Hikaye ve masalın küçültücü anlamlarıyla kullanıldığı sosyal hayatın içinde debelenip dururken insan olarak en ama en önemli etkinliğimizin hikaye anlatmak, masal dinlemek, anlatılanı dinleyip mayalayıp gerçeğin üzerine iliştirmek olduğunu kimlere diyelim? Demeyelim de ne edelim, bu bilgiyle şişip şişip patlayalım mı?
Belki de patlamayalım diye kaleme alınmış “Hikâye Anlatıcılığının Bilimi” kitabı. Will Storr, gazeteciliğiyle yazarlığını birleştirip anlatmanın, anlatarak merakta bırakma ve merakı doyurmanın peşine düşüyor. Akademik metinlerin boğuculuğundan, popüler olanın sığlığından ötede rahat anlaşılır, bol analizli, kuramdan örnek metne sek sek sekerek, okuru gayriresmi atölyesinin paydaşı kılarak hikayeyi bilimleştiriyor. Bilimi kutsal ve ciddi, hikayeyi sarsak ve uyduruk diye yaftaladığımızda gözden kaçırdığımız şeyi daha ilk satırlarda vurguluyor Storr; hikaye anlatımı ile ilgili söylenenlerle sinirbilimcilerin, psikologların zihnin işleyişi ile ilgili söyledikleri büyük ölçüde örtüşüyor.
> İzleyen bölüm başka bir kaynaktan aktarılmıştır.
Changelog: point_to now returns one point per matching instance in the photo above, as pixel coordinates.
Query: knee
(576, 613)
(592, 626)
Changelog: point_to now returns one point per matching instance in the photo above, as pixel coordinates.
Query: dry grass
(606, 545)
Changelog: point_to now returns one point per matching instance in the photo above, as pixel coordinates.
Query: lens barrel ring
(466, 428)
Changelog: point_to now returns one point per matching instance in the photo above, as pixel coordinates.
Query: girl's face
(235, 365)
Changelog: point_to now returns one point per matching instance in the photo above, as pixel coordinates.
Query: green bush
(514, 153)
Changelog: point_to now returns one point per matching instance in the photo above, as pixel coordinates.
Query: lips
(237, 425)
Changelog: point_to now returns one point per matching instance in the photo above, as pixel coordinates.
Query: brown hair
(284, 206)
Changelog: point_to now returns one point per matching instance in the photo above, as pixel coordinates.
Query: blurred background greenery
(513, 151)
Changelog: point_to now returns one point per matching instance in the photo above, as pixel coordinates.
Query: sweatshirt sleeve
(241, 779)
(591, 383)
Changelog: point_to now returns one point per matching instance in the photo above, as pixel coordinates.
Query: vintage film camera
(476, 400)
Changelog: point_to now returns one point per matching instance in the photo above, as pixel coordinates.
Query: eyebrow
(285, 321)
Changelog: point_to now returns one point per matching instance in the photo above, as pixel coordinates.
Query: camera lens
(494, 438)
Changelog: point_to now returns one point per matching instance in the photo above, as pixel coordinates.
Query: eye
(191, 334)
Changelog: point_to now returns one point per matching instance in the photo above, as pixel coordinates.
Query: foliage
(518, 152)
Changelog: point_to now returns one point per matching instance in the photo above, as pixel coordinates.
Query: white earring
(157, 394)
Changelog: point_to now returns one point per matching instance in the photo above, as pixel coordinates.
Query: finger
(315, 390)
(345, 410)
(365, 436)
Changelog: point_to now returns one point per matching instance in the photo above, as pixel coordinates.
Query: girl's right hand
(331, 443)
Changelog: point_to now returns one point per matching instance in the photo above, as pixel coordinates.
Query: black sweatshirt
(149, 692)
Dört kocaman bölümün ilkinde, insan zihnine odaklanılıyor. Beyin o ihtişamlı hikayeleri nasıl uyduruyor, kendisinin de parçası olduğu dünyanın ve muhtemel dünyaların içinde nasıl maharetle dolaşıyor, hayatta kalmak üzere evrimleşen zihin ihtiyacı kadar merakı süzüp dışarıya nasıl aktarıyor, onu görüyoruz. Görmek demişken renk, (renk bir yalandır) boyut vs. şeylerin de kurgudan ibaret olduğunu, kültürel kodlar içinde biçimlendiğini hatırlatıyor yazar. İki mavi gören Rusların sekiz renkli gökkkuşaklarına özenmeden edemiyoruz.
ALINTI HEVESLİSİ OKURA HODRİ MEYDAN!
Klasik ve modern edebiyat şaheserlerinin açılış cümlelerini alıntılayarak yazma heveslisi okura “Hodri meydan” diyor. Mesela romancıların en soylularından Tolstoy ile sınayabiliriz kendimizi. “Bütün mutlu aileler birbirine benzer, her mutsuz aileninse kendine özgü bir mutsuzluğu vardır” diye başlamış Anna Karenina. Yalınlık ve derinlik iç içe. Küçük toplulukların, insan gruplarının yanısıra koskoca bir Rus toplumunun resmini çekebilecek yetkinlik dile geliyor bu cümlede. Varoluşçuluğun edebiyattaki en yetkin ismi Camus’nün cümlesiyse anne ve ölüm arasına kusursuz bir lakaytlık ekseni çekiyor: “Annem ölmüş bugün. Belki de dün. Bilmiyorum.” Kitap boyunca, birçok romandan, film ve dizi senaryolarından örnekler veriliyor, verilen örnekler işlenip analiz ediliyor. Kitap boyunca “dedikodu” yüceltilse ve insanın en bitek kurumu olarak selamlansa da laf olsun diye verilmiş bir örnek dahi yok.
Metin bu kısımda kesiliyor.